Artigo escrito Edgard Steffen

24 de Julho de 2021 às 00:01
Cruzeiro do Sul [email protected]
(Crédito: REPRODUÇÃO / INTERNET)

Distância soma a gente para menos.
... é preciso desler a vida, os livros, o tempo, as ideias, as relações.
(Manoel de Barros)

Em 20 de julho de 1969, três astronautas da Apolo 11 chegaram à Lua. À distância avistavam a Terra. Linda no silêncio da paz. Enrique Ernesto Febbrano - dentista argentino, rotariano - teve a ideia de marcar a efeméride pela criação do Dia do Amigo. Talvez por considerar utópica a amizade universal, nem a ONU nem governos oficializaram a data. O Dia do Amigo pegou e passou a ser comemorado em muitos países.

Minha família de origem é grande. Tenho muitos primos e sobrinhos. Sinto-me amado por eles (as) e os (as) amo. Excluídos os afetos ligados ao parentesco, o rol de amigos decresce com assustadora rapidez. Dos que, em Indaiatuba, compartilharam infância e adolescência só me restam dois.

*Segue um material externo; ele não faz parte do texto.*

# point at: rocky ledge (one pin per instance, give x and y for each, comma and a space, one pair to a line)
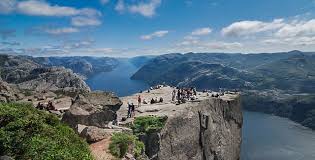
207, 128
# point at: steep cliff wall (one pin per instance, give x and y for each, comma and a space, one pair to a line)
206, 129
209, 131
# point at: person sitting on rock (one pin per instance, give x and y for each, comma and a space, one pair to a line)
161, 100
173, 95
40, 106
178, 95
50, 106
133, 113
152, 101
129, 110
139, 101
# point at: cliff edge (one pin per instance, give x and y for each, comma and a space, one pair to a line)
208, 128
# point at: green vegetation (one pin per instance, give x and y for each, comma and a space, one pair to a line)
27, 133
148, 124
122, 143
27, 92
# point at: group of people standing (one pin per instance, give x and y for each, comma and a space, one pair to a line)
183, 94
50, 106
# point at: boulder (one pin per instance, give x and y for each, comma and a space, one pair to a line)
94, 134
9, 92
93, 109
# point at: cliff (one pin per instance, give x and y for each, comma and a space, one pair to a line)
29, 75
208, 128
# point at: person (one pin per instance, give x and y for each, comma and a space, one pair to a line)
195, 91
161, 100
139, 101
173, 95
178, 95
50, 106
40, 106
133, 113
152, 101
193, 97
144, 101
129, 110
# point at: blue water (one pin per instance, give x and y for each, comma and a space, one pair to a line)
118, 80
265, 137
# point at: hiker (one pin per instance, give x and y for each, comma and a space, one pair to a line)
50, 106
139, 101
173, 95
161, 100
133, 113
193, 97
152, 101
40, 106
195, 91
178, 95
129, 110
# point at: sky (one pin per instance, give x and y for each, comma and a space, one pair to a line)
127, 28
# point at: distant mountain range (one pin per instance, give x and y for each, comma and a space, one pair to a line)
85, 66
276, 83
294, 71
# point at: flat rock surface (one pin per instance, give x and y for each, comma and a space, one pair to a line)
167, 108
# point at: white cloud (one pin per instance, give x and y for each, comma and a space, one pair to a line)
43, 8
297, 28
244, 28
201, 31
85, 21
58, 31
224, 45
7, 6
156, 34
120, 6
145, 9
104, 1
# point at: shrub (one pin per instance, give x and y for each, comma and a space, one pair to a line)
27, 133
122, 142
148, 124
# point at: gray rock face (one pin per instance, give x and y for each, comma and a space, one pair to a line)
93, 109
53, 79
8, 92
94, 134
29, 75
209, 131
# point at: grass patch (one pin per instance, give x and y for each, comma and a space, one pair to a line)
27, 133
148, 124
122, 143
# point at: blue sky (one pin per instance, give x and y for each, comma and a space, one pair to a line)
125, 28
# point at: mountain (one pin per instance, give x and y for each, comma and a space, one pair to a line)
29, 75
290, 71
276, 83
139, 61
85, 66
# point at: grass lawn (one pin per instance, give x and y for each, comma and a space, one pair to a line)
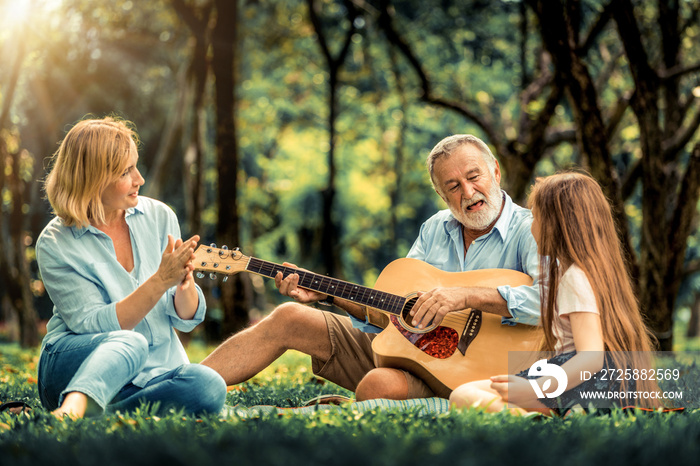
343, 436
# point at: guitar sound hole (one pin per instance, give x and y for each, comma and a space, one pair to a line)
440, 343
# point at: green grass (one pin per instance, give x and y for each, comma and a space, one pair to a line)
388, 437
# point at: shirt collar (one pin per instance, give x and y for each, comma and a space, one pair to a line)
79, 231
501, 226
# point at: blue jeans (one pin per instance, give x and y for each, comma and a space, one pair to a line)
102, 366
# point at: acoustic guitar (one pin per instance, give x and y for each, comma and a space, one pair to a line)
468, 345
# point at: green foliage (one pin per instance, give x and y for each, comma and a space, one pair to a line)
387, 437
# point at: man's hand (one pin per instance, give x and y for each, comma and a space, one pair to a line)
435, 304
514, 389
288, 286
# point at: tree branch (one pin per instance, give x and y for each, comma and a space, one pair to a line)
386, 24
598, 26
678, 71
675, 143
685, 211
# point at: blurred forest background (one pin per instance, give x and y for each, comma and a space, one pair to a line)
298, 129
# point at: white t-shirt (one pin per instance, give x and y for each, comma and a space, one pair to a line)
575, 294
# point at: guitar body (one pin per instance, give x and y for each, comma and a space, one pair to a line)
487, 352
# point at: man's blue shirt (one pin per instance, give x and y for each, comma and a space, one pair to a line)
509, 245
81, 273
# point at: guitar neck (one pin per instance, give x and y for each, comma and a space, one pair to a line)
387, 302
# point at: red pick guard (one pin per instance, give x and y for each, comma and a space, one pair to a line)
440, 343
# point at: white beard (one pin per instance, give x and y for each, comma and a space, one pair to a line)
481, 219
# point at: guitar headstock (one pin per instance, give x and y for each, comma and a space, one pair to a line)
219, 260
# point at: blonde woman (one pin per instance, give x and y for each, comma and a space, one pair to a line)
121, 281
590, 316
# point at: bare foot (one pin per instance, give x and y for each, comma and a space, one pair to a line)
74, 406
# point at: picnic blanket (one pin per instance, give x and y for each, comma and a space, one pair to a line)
422, 406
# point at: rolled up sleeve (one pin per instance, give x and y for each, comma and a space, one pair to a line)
81, 303
524, 301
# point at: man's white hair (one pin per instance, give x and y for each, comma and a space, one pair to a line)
447, 146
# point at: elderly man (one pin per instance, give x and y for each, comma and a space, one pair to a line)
482, 229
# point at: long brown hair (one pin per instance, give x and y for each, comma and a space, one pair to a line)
577, 227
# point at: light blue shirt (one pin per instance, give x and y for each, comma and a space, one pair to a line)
509, 245
81, 273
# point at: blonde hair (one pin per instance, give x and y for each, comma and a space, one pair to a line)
577, 227
93, 154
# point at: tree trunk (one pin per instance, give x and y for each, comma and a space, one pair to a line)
329, 236
227, 229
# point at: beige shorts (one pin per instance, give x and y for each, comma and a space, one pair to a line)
351, 358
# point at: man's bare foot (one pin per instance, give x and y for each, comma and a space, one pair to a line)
74, 406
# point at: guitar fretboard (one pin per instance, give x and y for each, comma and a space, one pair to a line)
362, 295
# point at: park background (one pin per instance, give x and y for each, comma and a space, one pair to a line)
297, 130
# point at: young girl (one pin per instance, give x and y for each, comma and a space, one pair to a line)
590, 315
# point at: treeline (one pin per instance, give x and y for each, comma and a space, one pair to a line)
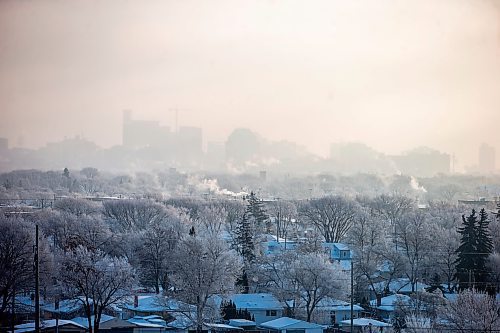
191, 248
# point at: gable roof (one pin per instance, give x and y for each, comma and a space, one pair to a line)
289, 323
256, 302
47, 324
365, 322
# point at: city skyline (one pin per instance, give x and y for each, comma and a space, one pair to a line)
391, 75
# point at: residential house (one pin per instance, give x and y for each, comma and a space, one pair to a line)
108, 324
368, 325
290, 325
387, 307
153, 305
331, 311
263, 307
65, 309
52, 326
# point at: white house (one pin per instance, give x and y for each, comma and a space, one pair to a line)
331, 311
107, 323
290, 325
63, 326
365, 325
263, 307
388, 304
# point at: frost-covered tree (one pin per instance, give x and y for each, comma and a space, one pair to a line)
473, 252
203, 267
283, 212
95, 280
472, 311
77, 207
245, 239
255, 209
212, 219
17, 238
315, 279
155, 250
133, 214
441, 260
332, 216
415, 243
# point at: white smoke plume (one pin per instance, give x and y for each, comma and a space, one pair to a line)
416, 186
212, 186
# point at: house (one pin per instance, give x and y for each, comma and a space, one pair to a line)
147, 324
222, 328
153, 305
401, 286
331, 311
243, 323
388, 304
263, 307
337, 251
65, 309
108, 324
290, 325
364, 325
52, 326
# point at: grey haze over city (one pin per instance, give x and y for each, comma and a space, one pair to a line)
394, 76
249, 166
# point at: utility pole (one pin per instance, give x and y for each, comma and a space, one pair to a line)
37, 285
352, 295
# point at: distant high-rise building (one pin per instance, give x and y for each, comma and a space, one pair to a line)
424, 162
4, 144
142, 133
486, 158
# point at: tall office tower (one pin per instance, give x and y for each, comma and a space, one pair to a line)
486, 158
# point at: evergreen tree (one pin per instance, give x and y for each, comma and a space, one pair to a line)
484, 250
465, 263
245, 242
475, 247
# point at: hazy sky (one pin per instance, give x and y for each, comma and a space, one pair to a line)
394, 74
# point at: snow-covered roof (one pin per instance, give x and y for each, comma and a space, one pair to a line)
154, 303
401, 285
30, 327
241, 322
141, 322
365, 322
337, 305
65, 306
288, 323
388, 303
84, 321
181, 321
256, 301
341, 246
223, 326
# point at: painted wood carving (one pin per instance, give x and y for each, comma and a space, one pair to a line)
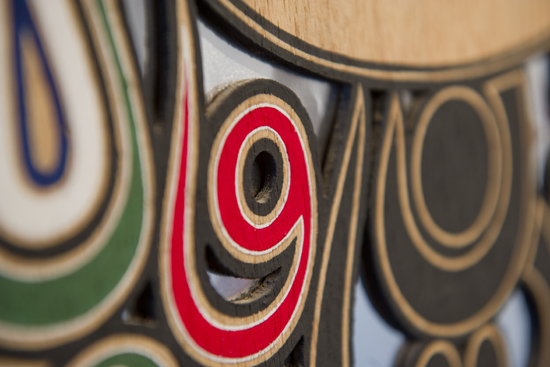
242, 183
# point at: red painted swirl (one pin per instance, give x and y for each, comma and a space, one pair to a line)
231, 343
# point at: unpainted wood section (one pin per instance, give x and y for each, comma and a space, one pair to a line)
426, 33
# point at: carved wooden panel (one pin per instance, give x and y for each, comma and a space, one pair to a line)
242, 183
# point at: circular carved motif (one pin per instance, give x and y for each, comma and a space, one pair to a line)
438, 280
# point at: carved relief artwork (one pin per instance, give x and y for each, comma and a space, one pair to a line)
280, 183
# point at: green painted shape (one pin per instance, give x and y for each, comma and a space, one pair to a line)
128, 359
65, 298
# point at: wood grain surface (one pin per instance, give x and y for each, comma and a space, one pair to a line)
426, 33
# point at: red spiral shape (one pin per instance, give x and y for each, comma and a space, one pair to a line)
244, 342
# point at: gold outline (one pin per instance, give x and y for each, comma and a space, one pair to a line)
439, 347
453, 264
525, 217
494, 176
253, 218
359, 113
117, 344
212, 314
186, 77
332, 223
487, 333
478, 69
38, 338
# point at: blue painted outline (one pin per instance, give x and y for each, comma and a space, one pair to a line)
23, 22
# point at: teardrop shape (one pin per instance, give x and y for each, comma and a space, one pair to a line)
41, 122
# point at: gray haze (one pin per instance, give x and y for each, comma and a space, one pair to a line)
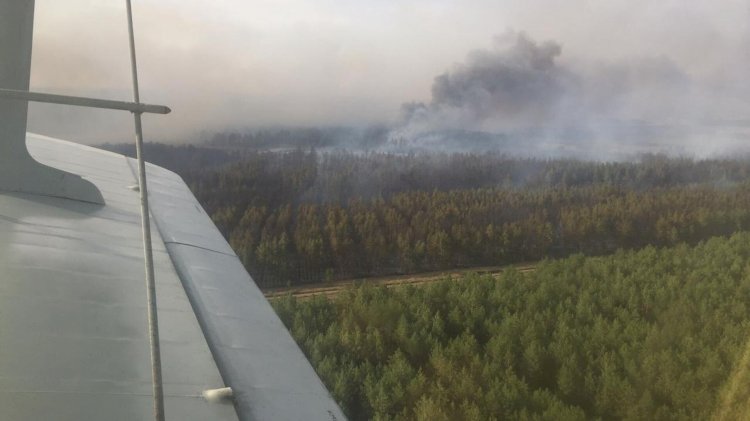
606, 71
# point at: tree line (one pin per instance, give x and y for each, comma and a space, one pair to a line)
649, 334
420, 231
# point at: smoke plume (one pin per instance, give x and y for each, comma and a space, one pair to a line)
536, 102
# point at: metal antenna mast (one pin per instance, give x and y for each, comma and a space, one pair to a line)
153, 322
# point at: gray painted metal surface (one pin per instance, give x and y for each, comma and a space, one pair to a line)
18, 171
78, 101
73, 332
270, 377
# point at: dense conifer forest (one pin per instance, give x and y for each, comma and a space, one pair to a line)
637, 310
640, 335
301, 216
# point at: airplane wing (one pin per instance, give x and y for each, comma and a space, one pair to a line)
73, 330
75, 340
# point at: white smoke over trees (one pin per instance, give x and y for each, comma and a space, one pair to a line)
524, 90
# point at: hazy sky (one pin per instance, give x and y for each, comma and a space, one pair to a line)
248, 63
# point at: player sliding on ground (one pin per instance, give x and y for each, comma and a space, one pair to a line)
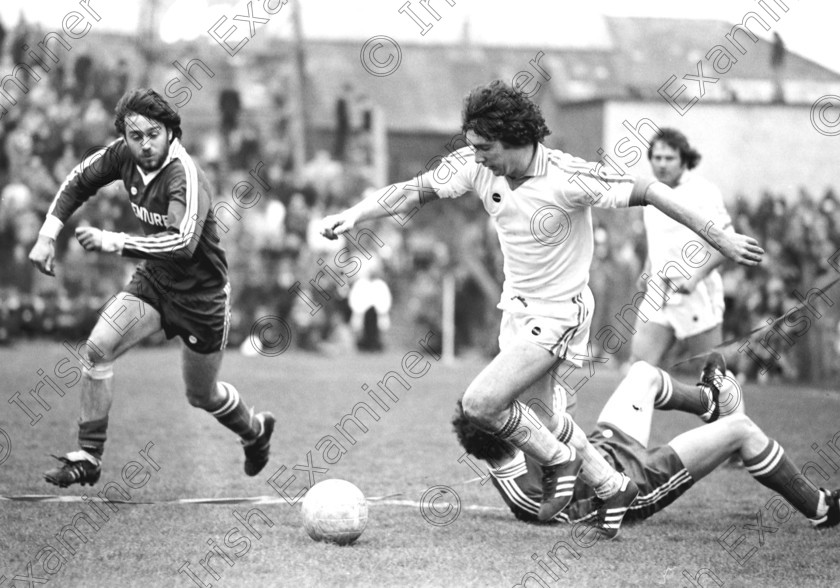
539, 200
661, 473
180, 287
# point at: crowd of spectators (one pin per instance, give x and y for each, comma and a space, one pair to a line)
281, 267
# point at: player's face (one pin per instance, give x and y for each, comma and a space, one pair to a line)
147, 140
666, 163
492, 154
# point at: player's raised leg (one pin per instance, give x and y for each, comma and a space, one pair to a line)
124, 321
703, 449
222, 400
651, 342
491, 402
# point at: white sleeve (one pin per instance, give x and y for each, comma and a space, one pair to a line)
592, 184
453, 176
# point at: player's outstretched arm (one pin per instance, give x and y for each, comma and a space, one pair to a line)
741, 248
42, 255
371, 208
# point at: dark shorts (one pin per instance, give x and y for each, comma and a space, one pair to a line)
201, 320
659, 473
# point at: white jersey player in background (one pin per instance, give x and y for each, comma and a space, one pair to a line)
539, 200
689, 309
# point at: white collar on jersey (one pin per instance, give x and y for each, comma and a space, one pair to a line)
173, 147
539, 163
685, 177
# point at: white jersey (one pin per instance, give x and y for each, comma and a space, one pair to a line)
544, 225
666, 238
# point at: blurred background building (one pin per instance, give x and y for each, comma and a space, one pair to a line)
300, 119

Começou em 1938 minha amizade com Áureo Cavaggioni. Diretor de Ensino aposentado, hoje, mora em Americana. Sequela de poliomielite (quase imperceptível na infância) prende-o a cadeira de rodas. Mas não lhe paralisa a mente. Continua ativo. Ávido leitor, filatelista, troca correspondência com gente (que nunca viu) espalhada pelo mundo. Nossos brinquedos eram mais artesanais e imaginativos que os de natureza física. Às vezes, interrompíamos a brincadeira para pequenos serviços da funerária de sua família. Entrega dos caixões no hospital, por exemplo. Indaiatuba é plana mas, a rua de acesso ao Hospital Augusto de Oliveira Camargo cruza uma valeira. Nas entregas, passado o córrego do Belchior, tínhamos que fazer força para empurrar o carrinho morro acima. Na descida, costumávamos soltar a carrocinha e correr atrás dela; a força gravitacional acelerava o movimento e a inercial nos poupava esforços no início da subida. Registre-se, a bem da verdade, éramos moleques e não sabíamos o que era inércia e mal entendíamos a força da gravidade. Tudo correu bem até o dia em que não conseguimos alcançar a carriola; fora do controle, estatelou-se no valo, arrebentando o caixão encomendado. Por sorte, vazio.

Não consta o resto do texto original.